The breadth and depth of pathology was impressive, some of which we could not offer any surgical relief. We saw various deformities ranging from congenital defects such as limb deformities and malformations, polydactyly (too many digits) macrodactyly (giant toe) to musculoskeletal problems commonly encountered with cerebral palsy. From a foot perspective (I am a foot and ankle surgeon) I saw club foot in a variety of stages, polydactyly, brachymetatarsia (short metatarsals), and macrodactyly. There was no shortage of pathology, and nowhere near enough time to help everyone we would have liked.
International medical missions come with plenty of uncertainty and change, and adaptability is a chief characteristic required. We planned to have an all day clinic our 1st day. However, the trip was advertised to the local people as a half day clinic daily beginning THE DAY AFTER we had planned. Fortunately, we saw a fair amount of people the first day but still had to adapt our daily plans to accommodate a daily clinic.

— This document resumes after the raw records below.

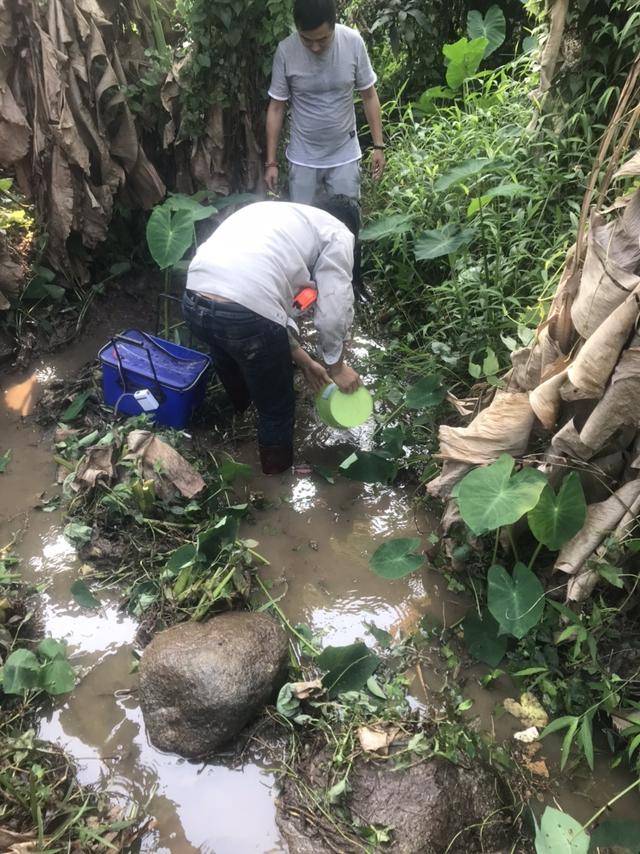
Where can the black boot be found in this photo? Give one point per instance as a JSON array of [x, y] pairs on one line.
[[276, 459]]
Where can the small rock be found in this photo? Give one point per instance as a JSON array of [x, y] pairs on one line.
[[431, 807], [201, 683]]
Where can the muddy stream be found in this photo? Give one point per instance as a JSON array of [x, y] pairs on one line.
[[317, 538]]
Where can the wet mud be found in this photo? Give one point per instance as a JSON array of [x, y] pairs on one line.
[[317, 539]]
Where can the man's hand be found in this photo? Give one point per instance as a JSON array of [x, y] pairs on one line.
[[271, 178], [378, 162], [345, 378], [316, 375]]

Our days typically began around 0630 with breakfast. We arrived at the hospital around 0730 with surgery planned to begin at 0800. We operated all day, sometimes until 9 pm. My main responsibility was to assist on the clubfoot cases with Dr. David Godley MD from Santa Teresa Kaiser. He is an excellent surgeon, with vast experience in both pediatrics and medical missions. Some of the more difficult club foot cases took us the majority of a day to perform.
Much of the surgery performed was related to cerebral palsy and different tendon releases and transfers with the goal of a more normal gait. We also saw a smattering of trauma including the aforementioned femur fracture. Our team also put in the first total hip replacement ever performed at the regional hospital. Aside from our work, we consulted on a variety of cases and offered our experience if no intervention on our part was possible.
At the end of the weeks’ work, our group split as some went to experience Machu Pichu, and the rest of us snapped back to reality. The need for adaptability again reared its head as we were preparing to go home. From issues at customs with baggage to some problems with “fossils in your suitcase” (actually, it is just bone allograft). In the end, we all made it back in one piece.
The greatest experiences I took away from the trip were:
- The ability to serve people who otherwise would not receive the care they needed.
- The opportunity to raise the level of care locally by teaching local surgeons.
- The relationships made with those who serve along side you in the trenches.
I have previously volunteered in Guatemala, and now in Peru. International medical volunteerism is a labor of love. I personally feel that you almost always get back as much as you give in service, and this is no different. It is not a tourist trip, and long hours and hard work are to be expected. There are not many more gratifying experiences I have had in my life. I look forward to future service both nationally and abroad as I move forward in my medical career. I will always remember Peru and it will hold a special place in my heart as my first surgical mission abroad.